Con el ajetreo del primer día de colegio, o tal vez por la falta de costumbre, la mujer se dejó olvidado el tupper de su hijo en el asiento trasero de mi taxi. En realidad eran dos tuppers y un brick pequeño de zumo metido todo en un bolsito isotérmico, la típica fiambrera pero con dibujitos de Dora la Exploradora. La mujer y su hijo (unos ocho años, gordito y con cara de pan de hogaza) se habían bajado a las puertas de un colegio inmenso, y al reparar en el olvido pensé en dar la vuelta y entregarlo en secretaría. Pero luego reparé en algo: un niño gordito con una fiambrera rosa de Dora la Exploradora sin duda se acabaría convirtiendo en el saco de hostias de todo el colegio. Esa madre, en fin, estaba creando un monstruo. No sé si hice bien, pero al final decidí no devolverla y guardarla en el maletero del taxi.
Llegó la hora de comer. Había quedado con mi editor en un restaurante del centro, pero me acordé de la fiambrera y le llamé para anular la cita. Como excusa le dije que estaba fraguando una historia cojonuda para mi próximo libro de relatos.
Así que acabé aparcando mi taxi en el parque más cercano y buscando un buen banco a la sombra con mi fiambrera de Dora la Exploradora bajo el brazo.
Me senté a lo buda y me dispuse a comer. Uno de los tuppers contenía una descomunal ración de arroz con guisantes, taquitos de jamón, tortilla, pollo empanado y sobrecitos de ketchup, y el otro macedonia de frutas en almíbar. Del primer tupper llamó mi atención una nota que su madre le había pegado en el dorso de la tapa. La nota decía: «No olvides comértelo todo. Te quiere: mami», todo ello rodeado de corazones rojos. Imaginé la cara de bochorno del pobre niño al abrir el tupper delante de sus colegas. Sin duda esa madre era una fábrica de traumas.
Comencé a comerme el arroz acompañado del zumo de melocotón. Los viandantes que cruzaban el parque me miraban extrañados, a mis 34 años y mi 1,85 de estatura y con la fiambrera de Dora la Exploradora entre las piernas, y chupando a ratos de la pajita de un brick minúsculo. Pero a mí me daba igual. Estaba rico.

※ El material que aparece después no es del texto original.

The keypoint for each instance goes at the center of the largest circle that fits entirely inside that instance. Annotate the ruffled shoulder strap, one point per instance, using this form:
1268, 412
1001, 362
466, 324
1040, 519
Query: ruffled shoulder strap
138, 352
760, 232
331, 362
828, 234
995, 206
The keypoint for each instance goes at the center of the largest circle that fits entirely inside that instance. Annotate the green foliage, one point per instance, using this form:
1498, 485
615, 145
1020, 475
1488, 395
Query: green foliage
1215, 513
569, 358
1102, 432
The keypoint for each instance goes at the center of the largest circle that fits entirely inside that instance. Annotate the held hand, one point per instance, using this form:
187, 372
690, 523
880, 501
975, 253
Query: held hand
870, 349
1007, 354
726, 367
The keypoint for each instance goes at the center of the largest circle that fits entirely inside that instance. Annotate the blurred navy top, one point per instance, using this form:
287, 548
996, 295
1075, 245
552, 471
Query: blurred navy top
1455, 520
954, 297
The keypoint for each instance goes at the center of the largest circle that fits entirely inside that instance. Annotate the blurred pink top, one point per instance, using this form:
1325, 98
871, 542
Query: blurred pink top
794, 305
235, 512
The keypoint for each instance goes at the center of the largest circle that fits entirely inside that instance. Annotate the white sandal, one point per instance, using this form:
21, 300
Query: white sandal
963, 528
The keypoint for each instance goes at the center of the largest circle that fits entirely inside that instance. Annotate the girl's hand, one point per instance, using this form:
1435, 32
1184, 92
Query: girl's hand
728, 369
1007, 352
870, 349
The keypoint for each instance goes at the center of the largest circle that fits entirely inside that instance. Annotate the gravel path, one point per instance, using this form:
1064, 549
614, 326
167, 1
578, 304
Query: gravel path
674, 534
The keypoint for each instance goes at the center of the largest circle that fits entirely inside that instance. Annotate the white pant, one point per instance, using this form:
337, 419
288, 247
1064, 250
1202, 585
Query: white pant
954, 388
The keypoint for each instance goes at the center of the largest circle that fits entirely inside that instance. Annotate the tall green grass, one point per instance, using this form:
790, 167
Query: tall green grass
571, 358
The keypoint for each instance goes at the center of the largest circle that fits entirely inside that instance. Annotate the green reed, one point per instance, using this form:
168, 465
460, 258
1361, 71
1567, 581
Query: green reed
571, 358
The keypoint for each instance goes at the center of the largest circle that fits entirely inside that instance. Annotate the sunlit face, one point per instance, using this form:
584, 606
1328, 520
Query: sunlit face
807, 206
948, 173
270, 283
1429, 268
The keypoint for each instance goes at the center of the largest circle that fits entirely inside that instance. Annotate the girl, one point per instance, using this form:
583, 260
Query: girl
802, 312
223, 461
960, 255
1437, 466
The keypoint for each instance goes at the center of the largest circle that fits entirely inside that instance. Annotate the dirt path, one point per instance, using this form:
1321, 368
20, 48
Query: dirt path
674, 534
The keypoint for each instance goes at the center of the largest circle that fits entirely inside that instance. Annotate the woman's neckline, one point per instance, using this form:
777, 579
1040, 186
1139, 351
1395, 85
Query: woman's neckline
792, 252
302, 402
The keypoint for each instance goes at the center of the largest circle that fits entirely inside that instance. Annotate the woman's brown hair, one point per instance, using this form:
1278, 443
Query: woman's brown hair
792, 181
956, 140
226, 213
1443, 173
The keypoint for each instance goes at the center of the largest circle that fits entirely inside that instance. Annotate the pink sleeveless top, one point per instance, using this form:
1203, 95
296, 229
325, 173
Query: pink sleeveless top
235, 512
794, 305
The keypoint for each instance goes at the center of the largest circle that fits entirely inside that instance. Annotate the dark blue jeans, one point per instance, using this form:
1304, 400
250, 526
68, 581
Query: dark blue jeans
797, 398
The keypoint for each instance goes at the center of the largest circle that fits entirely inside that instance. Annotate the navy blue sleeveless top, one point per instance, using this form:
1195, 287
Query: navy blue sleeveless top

Entonces sucedió algo extraño. A mitad del plato ya me sentía saciado, pero la nota de mamá, «No olvides comértelo todo» me obligaba a seguir comiendo por miedo a defraudarla. Había amor en ese plato, con sus guisantes y sus tacos de jamón cortados con mesura. Un amor que consiguió llenarme aun más que la macedonia de después.
Y me sentí tan feliz que llamé por teléfono a mi madre. Estaba apagado o fuera de cobertura.